“GDP measurements, while helping us better manage the 20th century industrial economy, do not adequately reflect some of the most critical areas we need to better understand and manage in our 21st century economy, including services and quality-of-life, digital goods over the Internet, or value creation and value capture. If our metrics of economic performance are flawed, our policies and decisions will be distorted. We need a revolution in measurements to go along with our digital technology and digital economy revolutions.”
The Department of Commerce’s Economics & Statistics Agency (ESA) has taken a valuable step toward measuring the digital economy by looking at the contribution of digital technology to international trade.
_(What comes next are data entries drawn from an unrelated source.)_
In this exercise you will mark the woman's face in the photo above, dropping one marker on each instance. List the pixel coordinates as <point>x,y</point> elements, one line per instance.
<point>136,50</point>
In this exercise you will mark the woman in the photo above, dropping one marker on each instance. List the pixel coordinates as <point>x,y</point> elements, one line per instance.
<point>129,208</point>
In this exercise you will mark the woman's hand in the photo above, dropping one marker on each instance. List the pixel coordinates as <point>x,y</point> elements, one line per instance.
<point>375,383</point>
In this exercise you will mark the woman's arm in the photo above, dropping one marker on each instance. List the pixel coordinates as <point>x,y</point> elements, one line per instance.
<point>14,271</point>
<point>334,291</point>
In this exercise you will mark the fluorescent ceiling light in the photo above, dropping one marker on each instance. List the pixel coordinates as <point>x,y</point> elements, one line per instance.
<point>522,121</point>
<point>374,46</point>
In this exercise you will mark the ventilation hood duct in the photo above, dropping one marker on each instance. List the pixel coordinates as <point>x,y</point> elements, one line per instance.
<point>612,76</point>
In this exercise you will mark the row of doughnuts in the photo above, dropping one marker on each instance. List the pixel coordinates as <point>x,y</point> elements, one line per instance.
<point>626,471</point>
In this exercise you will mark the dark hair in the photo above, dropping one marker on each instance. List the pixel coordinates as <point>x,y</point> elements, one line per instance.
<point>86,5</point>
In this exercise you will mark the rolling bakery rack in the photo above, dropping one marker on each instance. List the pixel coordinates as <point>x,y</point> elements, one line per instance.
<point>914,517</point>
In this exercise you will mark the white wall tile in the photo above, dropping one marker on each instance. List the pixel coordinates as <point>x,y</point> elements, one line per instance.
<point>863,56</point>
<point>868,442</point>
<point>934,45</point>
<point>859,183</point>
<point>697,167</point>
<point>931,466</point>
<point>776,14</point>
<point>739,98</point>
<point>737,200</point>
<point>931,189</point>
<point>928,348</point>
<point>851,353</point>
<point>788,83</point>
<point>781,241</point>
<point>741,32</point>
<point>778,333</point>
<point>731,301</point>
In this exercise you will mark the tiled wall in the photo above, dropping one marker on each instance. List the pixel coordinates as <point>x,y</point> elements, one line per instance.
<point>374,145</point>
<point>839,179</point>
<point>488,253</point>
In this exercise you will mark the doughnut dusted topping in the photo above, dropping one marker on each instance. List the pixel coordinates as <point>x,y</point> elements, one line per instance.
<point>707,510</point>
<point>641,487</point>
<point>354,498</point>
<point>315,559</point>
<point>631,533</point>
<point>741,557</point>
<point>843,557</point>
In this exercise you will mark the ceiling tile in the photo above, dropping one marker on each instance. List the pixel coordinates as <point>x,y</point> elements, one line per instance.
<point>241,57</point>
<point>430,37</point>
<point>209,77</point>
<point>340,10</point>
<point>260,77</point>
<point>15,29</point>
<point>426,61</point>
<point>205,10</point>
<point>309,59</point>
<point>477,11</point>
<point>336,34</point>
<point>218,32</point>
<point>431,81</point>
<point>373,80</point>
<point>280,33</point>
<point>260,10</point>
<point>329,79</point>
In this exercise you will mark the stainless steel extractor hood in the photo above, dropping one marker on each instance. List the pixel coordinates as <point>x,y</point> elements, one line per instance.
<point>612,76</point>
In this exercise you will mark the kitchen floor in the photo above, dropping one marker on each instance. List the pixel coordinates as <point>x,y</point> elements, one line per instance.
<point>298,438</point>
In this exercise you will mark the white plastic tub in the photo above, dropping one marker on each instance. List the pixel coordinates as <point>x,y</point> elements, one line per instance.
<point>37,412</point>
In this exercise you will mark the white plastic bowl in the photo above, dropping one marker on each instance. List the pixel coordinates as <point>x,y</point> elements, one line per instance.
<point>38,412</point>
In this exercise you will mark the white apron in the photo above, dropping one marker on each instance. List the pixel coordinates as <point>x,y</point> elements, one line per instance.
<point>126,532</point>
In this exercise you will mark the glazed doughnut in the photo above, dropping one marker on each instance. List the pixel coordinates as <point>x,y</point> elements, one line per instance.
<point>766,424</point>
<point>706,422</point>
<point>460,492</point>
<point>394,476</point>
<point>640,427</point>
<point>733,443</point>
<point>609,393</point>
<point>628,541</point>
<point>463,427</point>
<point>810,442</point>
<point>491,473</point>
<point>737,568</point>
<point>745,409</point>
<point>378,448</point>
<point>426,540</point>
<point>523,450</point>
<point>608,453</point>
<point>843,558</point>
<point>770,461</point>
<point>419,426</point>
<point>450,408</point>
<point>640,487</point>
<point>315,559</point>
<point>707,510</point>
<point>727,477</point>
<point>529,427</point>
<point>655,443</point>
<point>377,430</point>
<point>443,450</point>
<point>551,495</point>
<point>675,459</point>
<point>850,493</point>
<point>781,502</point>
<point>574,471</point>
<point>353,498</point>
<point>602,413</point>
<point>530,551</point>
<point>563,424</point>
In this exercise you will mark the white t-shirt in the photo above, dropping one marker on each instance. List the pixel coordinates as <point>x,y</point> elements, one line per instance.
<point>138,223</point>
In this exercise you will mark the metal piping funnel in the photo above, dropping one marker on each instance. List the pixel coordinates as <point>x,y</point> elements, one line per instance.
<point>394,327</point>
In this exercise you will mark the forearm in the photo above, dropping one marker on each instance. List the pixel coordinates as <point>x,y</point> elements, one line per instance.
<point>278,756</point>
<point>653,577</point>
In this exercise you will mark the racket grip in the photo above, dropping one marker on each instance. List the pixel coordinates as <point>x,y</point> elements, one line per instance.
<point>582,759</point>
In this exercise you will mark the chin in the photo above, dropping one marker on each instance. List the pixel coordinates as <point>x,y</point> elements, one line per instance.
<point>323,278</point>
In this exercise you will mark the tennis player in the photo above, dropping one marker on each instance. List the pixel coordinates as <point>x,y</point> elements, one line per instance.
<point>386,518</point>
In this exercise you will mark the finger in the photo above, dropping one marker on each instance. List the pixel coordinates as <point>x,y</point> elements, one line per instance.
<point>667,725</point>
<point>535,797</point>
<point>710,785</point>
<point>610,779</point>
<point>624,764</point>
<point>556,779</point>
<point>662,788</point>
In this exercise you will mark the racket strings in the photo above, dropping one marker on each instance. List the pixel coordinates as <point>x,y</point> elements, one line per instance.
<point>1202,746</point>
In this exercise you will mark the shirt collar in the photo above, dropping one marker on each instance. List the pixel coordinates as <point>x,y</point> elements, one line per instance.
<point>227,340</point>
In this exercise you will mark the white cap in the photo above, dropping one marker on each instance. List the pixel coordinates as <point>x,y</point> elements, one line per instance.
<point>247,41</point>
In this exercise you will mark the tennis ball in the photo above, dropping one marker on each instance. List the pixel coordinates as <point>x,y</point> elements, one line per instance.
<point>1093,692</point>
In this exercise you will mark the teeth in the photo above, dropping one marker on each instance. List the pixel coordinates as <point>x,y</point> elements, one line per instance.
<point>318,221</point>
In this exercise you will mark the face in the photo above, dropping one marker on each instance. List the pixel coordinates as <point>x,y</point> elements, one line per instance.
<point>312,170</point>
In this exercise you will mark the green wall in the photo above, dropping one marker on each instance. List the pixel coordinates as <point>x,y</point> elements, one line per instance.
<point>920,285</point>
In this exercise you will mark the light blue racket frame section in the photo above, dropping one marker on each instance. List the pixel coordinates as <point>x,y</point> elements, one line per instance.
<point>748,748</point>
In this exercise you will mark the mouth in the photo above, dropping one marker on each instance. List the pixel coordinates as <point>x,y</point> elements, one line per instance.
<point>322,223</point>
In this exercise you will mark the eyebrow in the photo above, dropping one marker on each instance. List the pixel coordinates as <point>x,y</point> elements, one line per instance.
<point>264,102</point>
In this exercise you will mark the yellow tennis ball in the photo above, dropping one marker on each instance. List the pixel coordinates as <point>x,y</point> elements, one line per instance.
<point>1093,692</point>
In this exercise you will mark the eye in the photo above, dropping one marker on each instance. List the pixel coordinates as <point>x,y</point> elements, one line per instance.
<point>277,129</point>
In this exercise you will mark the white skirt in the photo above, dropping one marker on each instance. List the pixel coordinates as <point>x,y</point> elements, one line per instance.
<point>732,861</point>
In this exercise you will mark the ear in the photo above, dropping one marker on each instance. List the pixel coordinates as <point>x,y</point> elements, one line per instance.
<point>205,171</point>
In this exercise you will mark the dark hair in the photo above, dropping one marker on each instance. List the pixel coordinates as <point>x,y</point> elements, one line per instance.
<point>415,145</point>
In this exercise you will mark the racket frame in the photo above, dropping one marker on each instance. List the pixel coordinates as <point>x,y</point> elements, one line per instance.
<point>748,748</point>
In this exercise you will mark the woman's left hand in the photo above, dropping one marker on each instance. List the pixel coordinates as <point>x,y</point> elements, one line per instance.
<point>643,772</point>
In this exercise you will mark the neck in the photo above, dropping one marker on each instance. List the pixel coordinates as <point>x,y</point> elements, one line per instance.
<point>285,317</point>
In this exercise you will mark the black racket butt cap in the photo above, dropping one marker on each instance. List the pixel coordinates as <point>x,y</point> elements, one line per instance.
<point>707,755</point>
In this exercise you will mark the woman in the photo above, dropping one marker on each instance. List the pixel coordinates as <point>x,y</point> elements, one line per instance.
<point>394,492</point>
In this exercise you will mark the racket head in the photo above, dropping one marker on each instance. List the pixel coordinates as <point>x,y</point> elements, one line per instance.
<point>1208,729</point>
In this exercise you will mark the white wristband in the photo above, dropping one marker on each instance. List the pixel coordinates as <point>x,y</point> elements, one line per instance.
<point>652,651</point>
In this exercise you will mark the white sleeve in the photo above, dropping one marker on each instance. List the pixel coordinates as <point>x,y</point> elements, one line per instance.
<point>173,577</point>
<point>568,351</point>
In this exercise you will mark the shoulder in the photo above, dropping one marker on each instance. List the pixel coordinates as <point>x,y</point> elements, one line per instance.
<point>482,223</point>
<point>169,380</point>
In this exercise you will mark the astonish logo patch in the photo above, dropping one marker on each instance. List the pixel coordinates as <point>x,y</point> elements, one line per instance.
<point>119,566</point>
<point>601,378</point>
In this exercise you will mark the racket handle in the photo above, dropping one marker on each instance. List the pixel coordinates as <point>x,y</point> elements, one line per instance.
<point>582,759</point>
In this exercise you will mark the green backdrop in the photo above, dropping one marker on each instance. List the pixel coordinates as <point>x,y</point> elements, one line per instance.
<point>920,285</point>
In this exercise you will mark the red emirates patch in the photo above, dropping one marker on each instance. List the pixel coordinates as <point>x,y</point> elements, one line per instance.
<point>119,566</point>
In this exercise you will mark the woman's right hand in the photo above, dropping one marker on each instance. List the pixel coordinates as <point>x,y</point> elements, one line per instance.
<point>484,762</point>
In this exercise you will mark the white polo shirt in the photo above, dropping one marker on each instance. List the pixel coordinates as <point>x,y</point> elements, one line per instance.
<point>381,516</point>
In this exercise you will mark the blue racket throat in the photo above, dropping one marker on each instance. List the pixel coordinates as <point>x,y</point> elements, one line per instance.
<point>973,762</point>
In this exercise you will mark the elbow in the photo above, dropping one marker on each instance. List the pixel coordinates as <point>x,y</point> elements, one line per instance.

As part of the work of the Commerce Internet Policy Task Force, ESA released a study in January on the value of “digitally-enabled” cross-border trade ‒ “services that are principally or largely enabled by information and communication technologies,” mainly services other than construction, royalties and license fees, insurance and financial services, and telecommunications.
The study found that this trade “accounted for over 60 percent of U.S. service exports in 2011, and about 17 percent of overall U.S. goods and services exports. In dollar terms, U.S. exports of digitally-deliverable services totaled $357.4 billion, while imports totaled $221.9 billion, resulting in a trade surplus of $135.5 billion.”
Almost half of this trade surplus came from trade with Europe, valued at total exports of $162 billion and a net of $61 billion. The ESA study underscores the importance of the flow of digital information to the United States and global economies, and in particular of ensuring that ongoing Transatlantic Trade & Investment Partnership negotiations and discussion of the US-EU Safe Harbor Framework enable the continued flow of digital information and “digitally-enabled cross-border trade.” The fallout from the Snowden disclosures has strengthened European voices wanting to increase digital trade barriers, but the stakes are too high on both sides of the Atlantic.